Hoe moeilijk het ook is willen we toch iets zeggen over de context.

In eerste instantie is je eigen lichaam is een context met veel beperkingen. Je lichaam wordt als geheel gecoördineerd en creëert timing en expressie op elk vlak. Luister naar je eigen context. Luister naar je eigen lichaam. Je moet herkennen en leren omgaan met de beperkingen die je van buiten worden opgelegd en die beperkingen van binnen creëren. We kunnen met Willpower heel veel doen maar Willpower  is behoorlijk egoïstisch.

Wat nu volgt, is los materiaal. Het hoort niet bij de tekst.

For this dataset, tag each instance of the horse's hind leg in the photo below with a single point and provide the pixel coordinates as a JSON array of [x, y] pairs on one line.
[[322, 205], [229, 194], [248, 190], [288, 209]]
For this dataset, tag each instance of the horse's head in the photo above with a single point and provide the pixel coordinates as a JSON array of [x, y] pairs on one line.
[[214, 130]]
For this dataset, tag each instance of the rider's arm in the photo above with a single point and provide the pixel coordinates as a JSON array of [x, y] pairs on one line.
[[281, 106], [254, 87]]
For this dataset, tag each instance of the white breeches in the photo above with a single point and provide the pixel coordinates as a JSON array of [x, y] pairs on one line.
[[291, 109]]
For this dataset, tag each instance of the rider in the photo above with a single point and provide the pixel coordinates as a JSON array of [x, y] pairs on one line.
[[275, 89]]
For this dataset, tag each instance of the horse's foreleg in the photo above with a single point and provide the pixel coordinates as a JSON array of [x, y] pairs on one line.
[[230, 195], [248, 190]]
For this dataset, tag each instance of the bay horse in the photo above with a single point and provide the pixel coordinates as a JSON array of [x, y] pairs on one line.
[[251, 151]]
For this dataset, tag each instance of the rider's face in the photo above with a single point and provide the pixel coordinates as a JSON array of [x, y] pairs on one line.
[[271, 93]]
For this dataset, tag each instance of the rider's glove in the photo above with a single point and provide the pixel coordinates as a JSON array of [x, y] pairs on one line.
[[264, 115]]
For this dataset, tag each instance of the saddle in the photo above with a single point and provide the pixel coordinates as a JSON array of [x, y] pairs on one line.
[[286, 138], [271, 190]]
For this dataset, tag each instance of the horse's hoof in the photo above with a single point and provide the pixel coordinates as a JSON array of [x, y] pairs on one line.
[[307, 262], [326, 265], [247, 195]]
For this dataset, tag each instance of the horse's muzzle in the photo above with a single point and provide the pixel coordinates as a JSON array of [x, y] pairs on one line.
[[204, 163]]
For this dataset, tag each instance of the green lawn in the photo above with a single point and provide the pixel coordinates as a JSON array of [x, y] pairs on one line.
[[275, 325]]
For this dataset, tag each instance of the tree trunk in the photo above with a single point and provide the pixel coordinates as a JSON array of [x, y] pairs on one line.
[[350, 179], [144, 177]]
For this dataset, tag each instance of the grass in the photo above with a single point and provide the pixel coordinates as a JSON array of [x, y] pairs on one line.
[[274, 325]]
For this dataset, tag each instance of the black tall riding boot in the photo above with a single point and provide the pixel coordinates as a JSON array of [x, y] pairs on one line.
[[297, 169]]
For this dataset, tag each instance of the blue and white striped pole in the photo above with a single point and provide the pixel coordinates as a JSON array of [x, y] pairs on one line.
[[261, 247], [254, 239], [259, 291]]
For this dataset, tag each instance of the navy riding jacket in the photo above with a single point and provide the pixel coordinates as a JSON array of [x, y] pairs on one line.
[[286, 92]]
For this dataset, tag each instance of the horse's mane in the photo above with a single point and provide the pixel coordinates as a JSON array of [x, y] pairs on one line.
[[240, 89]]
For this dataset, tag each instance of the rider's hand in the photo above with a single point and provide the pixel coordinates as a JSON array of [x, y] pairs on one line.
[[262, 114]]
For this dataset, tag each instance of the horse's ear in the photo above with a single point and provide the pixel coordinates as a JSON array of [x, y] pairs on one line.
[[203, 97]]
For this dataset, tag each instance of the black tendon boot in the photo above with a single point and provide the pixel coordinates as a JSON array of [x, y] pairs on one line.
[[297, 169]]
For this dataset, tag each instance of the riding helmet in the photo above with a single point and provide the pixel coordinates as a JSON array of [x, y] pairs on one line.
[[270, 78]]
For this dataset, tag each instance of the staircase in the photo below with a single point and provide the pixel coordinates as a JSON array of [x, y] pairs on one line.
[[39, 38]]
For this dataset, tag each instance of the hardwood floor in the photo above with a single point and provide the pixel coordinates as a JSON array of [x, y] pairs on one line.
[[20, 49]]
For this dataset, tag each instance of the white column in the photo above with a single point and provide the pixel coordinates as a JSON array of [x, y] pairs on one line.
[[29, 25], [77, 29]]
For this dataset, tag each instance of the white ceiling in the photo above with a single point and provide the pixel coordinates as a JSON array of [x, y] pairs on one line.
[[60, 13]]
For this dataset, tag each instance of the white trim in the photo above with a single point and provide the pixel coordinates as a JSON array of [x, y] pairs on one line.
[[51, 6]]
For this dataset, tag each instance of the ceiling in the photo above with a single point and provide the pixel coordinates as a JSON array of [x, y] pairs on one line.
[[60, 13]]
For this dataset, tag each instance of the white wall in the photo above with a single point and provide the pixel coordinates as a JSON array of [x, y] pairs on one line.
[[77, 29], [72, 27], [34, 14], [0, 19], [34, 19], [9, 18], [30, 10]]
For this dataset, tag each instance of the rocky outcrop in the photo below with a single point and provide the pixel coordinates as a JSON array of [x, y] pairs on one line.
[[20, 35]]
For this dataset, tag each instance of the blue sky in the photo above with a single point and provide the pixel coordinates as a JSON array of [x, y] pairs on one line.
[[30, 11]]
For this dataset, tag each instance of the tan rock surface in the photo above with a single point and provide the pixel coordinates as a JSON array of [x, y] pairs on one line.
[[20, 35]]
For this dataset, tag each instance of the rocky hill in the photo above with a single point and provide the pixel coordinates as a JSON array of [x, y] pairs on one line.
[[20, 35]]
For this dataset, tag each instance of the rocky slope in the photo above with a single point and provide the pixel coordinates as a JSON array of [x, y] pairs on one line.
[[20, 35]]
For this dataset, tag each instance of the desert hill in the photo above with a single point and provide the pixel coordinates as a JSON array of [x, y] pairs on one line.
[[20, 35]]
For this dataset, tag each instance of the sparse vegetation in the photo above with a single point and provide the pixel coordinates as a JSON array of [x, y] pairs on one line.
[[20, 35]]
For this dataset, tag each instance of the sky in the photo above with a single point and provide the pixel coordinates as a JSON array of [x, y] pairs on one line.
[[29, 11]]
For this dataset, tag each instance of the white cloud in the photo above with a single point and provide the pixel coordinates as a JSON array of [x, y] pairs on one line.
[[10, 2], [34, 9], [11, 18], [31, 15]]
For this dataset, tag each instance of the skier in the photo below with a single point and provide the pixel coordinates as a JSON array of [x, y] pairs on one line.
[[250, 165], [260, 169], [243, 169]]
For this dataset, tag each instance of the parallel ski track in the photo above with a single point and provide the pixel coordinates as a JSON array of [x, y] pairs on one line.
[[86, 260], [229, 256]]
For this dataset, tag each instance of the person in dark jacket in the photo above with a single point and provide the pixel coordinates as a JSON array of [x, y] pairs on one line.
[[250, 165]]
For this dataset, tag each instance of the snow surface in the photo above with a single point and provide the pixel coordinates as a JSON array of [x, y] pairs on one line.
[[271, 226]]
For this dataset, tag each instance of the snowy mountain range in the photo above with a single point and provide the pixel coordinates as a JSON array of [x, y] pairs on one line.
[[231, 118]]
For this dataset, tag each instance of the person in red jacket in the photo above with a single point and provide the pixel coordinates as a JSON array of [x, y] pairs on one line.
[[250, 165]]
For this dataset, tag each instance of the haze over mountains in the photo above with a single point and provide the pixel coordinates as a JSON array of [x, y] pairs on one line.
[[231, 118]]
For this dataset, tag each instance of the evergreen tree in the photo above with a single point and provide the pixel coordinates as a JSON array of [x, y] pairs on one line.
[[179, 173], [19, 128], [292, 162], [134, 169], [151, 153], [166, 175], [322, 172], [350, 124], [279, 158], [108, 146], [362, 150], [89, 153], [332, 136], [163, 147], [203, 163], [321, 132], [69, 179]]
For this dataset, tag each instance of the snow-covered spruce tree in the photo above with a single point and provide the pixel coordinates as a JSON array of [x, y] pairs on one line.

Er zit echter geen EGO in de body wel in de MIND. Je mind is een uitkomst van je Hersenen, een werktuig voor beweging en voor dat alléén.

In een leerproces MOET JE DE TIJD NEMEN. Je moet de context (van het moment – in het NU) opbouwen uit gedetailleerde ervaringen, en dat kost tijd.

Abstract kunnen we thema’s behandelen. Kunnen we mechanische en fysieke uitgangspunten behandelen en die zijn onderdeel van onze lesvoorstellen. Daarnaast heeft een leerproces ook nog een andere context nodig, een mentale – cognitieve – emotionele context. Zeg maar de PERSOONLIJKE CONTEXT in een relatie tussen een cursist en een instructeur.

Daarom is het goed om in deze tijd nog scherper dan normaal op zoek te gaan naar je persoonlijke context en die te delen zodat ook anderen (bijvoorbeeld een instructeur) je vanuit die context kan helpen in het aanleren van de schaatsbeweging.

Informatie behoefte om te leren, om te ontwikkelen.

 

 

 

 

 

 

 

 

Sensorische informatie input: Wat en Hoe dan behoefte: gaat over het concrete, wat dan, hands-on, direct, het nu doel

Intuïtieve informatie input: WAAR GAAT HET HEEN behoefte: gaat over projectie, toekomst, ver weg gezicht, uitdaging, dromen, lange termijn doelen

– Beslissingen en interpretaties op basis van Ratio/Denken: Waarom behoefte: gaat over principes, theorieën, logica, wetenschap, analyse, onderzoek (onpersoonlijke info)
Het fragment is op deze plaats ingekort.